This script is designed for batch processing and analysis of NMR results in R (nmrrr).

Use this script for:
(a) plotting spectra
(b) calculating relative abundance of functional groups
(c) peak assignments

Before using this script, NMR spectra must be processed in MestreNova (phase corrected, baseline corrected, deconvoluted, peak picked, normalized).

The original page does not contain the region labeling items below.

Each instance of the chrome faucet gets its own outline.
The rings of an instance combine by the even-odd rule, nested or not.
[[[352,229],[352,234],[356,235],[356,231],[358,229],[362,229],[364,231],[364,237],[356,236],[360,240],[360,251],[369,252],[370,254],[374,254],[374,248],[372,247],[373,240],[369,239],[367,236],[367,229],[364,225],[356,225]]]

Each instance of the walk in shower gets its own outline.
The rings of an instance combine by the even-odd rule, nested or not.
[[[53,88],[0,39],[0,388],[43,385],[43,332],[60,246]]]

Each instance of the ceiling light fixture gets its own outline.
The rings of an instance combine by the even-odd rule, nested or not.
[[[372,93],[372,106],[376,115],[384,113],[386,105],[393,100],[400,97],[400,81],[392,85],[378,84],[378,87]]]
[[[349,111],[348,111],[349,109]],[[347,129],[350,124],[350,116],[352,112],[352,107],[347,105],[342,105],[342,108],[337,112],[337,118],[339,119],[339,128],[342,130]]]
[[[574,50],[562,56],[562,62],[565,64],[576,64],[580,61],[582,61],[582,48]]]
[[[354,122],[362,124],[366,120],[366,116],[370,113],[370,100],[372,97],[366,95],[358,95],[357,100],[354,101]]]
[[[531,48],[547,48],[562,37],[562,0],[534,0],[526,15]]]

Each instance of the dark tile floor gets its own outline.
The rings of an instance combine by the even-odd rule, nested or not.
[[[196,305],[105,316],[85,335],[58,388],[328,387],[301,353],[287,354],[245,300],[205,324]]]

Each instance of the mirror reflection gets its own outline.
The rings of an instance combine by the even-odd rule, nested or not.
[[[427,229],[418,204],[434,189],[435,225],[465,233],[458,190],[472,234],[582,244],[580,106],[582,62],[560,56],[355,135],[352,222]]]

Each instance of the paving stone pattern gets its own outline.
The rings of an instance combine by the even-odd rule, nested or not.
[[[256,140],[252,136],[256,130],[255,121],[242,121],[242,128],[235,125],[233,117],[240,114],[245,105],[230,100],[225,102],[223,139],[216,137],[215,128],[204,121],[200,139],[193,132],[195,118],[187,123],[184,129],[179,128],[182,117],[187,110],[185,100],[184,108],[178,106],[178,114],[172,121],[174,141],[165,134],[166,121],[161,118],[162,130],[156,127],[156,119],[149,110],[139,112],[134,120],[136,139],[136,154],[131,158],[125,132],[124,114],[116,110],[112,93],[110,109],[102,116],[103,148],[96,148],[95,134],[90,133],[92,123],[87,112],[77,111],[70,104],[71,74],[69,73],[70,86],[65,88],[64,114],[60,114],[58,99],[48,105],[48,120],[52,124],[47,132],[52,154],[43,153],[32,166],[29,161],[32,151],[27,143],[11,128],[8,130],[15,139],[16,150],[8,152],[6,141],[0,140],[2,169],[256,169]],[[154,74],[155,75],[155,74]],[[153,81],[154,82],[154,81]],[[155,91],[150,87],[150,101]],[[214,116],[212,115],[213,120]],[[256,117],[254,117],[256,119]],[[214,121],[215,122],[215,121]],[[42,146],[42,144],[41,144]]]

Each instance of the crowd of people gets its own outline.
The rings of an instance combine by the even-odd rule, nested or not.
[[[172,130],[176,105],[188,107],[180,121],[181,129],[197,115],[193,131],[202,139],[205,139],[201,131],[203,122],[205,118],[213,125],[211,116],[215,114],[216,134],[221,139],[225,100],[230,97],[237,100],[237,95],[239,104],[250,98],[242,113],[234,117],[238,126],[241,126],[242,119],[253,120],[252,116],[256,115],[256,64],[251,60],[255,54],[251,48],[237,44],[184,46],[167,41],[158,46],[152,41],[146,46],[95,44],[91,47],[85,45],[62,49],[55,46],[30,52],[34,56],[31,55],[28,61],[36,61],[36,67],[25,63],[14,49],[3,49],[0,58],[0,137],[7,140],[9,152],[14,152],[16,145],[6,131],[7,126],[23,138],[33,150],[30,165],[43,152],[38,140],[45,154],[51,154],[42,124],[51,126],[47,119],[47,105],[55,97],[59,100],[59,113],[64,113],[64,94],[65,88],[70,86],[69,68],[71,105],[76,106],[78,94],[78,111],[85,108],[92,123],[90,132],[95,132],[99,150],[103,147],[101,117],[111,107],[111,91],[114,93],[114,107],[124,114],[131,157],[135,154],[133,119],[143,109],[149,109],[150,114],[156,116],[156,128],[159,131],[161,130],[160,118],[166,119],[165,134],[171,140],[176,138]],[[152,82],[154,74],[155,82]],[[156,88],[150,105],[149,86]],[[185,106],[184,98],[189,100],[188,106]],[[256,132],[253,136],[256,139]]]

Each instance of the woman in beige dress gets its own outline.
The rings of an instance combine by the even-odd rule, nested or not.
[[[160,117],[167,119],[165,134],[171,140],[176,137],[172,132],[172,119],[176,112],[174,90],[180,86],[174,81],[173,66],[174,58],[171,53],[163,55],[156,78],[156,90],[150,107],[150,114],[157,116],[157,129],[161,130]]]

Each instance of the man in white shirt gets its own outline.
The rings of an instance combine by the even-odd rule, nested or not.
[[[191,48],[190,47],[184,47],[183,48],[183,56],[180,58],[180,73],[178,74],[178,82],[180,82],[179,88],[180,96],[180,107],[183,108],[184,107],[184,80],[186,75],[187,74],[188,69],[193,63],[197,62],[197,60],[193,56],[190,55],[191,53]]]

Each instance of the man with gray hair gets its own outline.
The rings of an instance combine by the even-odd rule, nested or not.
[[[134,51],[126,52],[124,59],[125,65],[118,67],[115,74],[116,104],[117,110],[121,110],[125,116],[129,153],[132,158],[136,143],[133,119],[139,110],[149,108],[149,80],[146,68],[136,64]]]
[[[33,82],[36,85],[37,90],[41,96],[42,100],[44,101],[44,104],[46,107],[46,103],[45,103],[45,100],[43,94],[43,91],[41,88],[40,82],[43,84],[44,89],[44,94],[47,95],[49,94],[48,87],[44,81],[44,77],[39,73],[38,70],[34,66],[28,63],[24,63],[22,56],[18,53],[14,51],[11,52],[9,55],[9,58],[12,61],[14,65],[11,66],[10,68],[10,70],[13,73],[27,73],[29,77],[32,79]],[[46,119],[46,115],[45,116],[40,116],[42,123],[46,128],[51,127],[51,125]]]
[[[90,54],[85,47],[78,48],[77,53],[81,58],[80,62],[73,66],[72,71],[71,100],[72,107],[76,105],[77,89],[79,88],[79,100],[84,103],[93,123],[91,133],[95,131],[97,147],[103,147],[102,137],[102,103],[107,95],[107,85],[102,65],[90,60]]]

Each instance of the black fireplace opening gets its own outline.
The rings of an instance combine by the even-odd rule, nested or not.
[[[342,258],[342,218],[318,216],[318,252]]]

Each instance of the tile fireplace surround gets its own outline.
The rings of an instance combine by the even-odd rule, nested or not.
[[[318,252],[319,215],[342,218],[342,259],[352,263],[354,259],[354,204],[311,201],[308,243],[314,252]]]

2021-06-09 update: We are currently streamlining this workflow by converting the script into reproducible functions. They can be found in code/nmrrr_workflow/. -KFP

2021-07-10 update: The vignettes directory contains tutorials on how to use this package. The .md files are the rendered Markdown reports, and the .Rmd files are the source files for the reports. - KFP


Example spectra:
spectra processed in MestreNova, with automated Global Spectral Deconvolution.
Water peak removed during processing. Avoid using DMSO and water regions for further analyses.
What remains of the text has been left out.